Member of the Oklahoma House of Representatives from the 72nd district
- In office 1972–1979
- Preceded by: John W. McCune
- Succeeded by: Don McCorkell

Personal details
- Born: August 13, 1938 Grady County
- Died: December 12, 2011 (aged 73) Tulsa, Oklahoma
- Political party: Democratic

= Mandell Matheson =

Former American journalist and politician

Mandell Matheson was an American journalist and politician who served as a member of the Oklahoma House of Representatives representing the 72nd district between 1972 and 1978. He died December 12, 2011.

==Early life and education==
Matheson was born on August 13, 1938, in Grady County. He attended school near Tabler, Oklahoma until his family moved to Capitol Hill in Oklahoma City.

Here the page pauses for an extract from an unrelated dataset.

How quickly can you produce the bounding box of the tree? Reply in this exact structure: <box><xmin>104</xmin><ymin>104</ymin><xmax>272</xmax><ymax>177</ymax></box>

He started working as a newspaper photographer while attending Capitol Hill High School, where he later graduated.

==Career==
Matheson worked as a journalist in Oklahoma City, Tulsa, and Indianapolis. He also served in the United States Marine Corps and worked for the Oklahoma Highway Patrol. In 1969 he was the Tulsa Tribune’s capitol bureau.

==Political career==
Matheson left journalism in 1970 to work for David Hall's gubernatorial campaign.

===Oklahoma House of Representatives===
Matheson was elected to the Oklahoma House of Representatives in 1972 and would serve until 1978 when he did not seek re-election.
==Death==
He died in his home in Tulsa, Oklahoma on December 12, 2011.